Julie Oliver
Education
- Postdoctoral Fellow, University of North Carolina, 1994-1999
- Postdoctoral Fellow, Blood Center of SE Wisconsin, Milwaukee, WI, 1992-1994
- PhD, University of Wisconsin-Madison, Pharmacology, 1992
- MS, University of Wisconsin-Madison, Pharmacology, 1986
- BS, University of Wisconsin-Eau Claire, 1982
Research Interests
Therapeutic Targeting of Activated Platelets
Our primary research focus is the therapeutic targeting of platelets in thrombotic disease. This work involves the synthesis of gold-coated magnetite nanoparticles; their conjugation with fibrinogen, a protein that will carry them specifically to activated platelets (as opposed to unactivated platelets); and their binding to the activated platelet surface. Nanoparticle-labeled platelets are then exposed to an oscillating magnetic field such as can be found in an MRI, where inductive heating dependent on the presence of magnetic iron oxide produces exquisitely localized platelet membrane damage and subsequent destruction of labeled cells. This novel approach to platelet targeting has applications for treating arterial thrombosis, and has especially high potential in the treatment of thrombotic stroke, for which approximately 95% of all patients receive only supportive, not interventional, care. Even if only a small percentage of those stroke patients would ultimately benefit from this treatment approach, the impact upon our health care system would be tremendous. Our preliminary in vitro data all suggest that our method will be successful, even in an established thrombus in the presence of plasma concentration of fibrinogen. This leaves our lab ready to move on to in vivo experiments in a mouse model of carotid artery thrombosis. We have also begun testing our targeting and inductive heating method in other model systems, such as tumor cells, where a surface marker that distinguishes target cells from normal cells can be exploited.

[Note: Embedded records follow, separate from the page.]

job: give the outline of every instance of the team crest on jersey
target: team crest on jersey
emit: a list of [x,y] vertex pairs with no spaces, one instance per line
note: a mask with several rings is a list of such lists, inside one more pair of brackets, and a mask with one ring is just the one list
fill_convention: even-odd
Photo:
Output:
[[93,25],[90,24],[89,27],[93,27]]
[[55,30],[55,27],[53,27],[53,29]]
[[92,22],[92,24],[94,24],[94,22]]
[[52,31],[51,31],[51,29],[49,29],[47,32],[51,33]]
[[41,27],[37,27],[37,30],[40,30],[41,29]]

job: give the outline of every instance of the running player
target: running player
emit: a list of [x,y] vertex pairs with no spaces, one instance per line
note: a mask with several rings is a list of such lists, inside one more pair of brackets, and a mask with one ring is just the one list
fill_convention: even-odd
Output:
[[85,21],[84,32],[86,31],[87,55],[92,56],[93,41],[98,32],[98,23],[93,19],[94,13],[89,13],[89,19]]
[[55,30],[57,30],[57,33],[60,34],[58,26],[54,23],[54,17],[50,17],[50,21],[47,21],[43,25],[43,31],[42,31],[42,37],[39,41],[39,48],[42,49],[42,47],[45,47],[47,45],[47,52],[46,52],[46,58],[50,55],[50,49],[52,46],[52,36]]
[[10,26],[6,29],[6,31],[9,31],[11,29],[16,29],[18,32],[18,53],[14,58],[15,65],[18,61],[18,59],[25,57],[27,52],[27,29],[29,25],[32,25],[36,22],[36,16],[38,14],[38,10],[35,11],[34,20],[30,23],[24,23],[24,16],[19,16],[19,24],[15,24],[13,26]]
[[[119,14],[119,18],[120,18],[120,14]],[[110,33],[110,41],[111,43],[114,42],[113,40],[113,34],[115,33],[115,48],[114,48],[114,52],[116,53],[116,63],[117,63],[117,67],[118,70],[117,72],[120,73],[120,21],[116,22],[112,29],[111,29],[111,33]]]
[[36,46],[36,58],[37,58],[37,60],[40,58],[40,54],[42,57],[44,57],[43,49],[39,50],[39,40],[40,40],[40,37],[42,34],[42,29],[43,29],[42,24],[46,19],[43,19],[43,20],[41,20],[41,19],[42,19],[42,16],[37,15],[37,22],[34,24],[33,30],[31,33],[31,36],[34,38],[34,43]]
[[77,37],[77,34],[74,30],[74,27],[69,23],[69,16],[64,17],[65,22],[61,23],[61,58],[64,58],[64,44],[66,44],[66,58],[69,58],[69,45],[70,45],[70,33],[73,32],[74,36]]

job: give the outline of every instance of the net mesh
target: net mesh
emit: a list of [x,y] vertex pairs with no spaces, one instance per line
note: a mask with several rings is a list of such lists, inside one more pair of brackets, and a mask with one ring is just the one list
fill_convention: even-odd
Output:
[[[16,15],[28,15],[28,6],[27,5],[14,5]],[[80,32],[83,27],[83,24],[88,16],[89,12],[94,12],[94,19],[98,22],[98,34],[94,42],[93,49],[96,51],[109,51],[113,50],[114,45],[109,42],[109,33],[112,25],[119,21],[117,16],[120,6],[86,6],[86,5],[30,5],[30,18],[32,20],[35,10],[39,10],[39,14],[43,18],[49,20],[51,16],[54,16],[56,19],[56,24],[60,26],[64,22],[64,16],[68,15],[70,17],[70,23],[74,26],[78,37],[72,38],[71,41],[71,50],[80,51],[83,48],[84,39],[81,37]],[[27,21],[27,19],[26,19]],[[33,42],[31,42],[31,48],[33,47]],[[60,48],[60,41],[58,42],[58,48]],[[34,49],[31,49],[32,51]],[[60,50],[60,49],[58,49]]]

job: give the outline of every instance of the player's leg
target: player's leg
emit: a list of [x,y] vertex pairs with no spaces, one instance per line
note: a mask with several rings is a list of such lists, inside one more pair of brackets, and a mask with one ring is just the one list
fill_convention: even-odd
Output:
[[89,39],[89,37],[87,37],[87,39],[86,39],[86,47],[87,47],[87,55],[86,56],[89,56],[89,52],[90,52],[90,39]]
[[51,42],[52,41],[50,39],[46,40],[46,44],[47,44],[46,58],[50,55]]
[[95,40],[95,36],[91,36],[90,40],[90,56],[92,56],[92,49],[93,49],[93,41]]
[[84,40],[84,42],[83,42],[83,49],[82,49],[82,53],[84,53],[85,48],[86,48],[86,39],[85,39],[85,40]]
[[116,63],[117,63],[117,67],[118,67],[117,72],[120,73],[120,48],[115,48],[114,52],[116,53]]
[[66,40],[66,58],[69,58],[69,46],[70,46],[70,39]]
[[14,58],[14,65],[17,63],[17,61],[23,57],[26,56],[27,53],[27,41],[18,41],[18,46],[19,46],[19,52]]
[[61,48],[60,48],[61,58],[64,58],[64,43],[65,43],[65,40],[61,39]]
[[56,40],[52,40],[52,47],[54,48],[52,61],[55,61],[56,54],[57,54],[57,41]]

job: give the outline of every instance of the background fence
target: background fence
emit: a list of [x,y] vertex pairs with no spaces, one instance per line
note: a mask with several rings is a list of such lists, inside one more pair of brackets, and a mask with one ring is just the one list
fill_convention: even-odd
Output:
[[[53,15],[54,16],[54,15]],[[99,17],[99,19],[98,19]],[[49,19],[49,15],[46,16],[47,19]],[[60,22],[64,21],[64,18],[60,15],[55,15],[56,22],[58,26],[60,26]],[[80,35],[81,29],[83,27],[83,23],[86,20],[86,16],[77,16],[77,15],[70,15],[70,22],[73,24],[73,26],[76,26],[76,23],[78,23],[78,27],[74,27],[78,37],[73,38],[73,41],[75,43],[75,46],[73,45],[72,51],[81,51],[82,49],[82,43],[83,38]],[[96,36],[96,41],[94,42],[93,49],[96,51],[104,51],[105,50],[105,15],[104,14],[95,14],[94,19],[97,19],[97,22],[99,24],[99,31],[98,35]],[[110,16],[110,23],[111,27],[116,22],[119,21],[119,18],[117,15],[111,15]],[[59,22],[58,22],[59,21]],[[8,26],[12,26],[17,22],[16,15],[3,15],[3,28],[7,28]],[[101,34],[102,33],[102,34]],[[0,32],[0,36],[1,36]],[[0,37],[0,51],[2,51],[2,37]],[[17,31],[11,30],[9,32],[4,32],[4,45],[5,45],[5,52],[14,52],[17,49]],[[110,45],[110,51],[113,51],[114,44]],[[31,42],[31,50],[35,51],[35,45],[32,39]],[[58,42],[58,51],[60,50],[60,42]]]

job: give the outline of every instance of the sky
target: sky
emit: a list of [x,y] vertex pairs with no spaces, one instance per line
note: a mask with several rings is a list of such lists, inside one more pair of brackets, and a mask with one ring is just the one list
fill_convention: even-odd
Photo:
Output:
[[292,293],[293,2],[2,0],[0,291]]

Assembly and Distribution of Coagulation Complexes on Cell Surfaces
Our expertise in nanoparticle synthesis can be applied to other systems. For example, we are testing whether platelet- or plasma-derived factor V is preferentially incorporated into coagulation complexes on the surface of activated platelets. We identify the proteins using colloidal nanoparticles of different sizes and shapes synthesized by chemical reduction of salts of different electron dense metals. We also use this method to study the expression and distribution of tissue factor, the physiologically relevant initiator of blood coagulation, on freshly isolated blood cells and on cultured cell lines.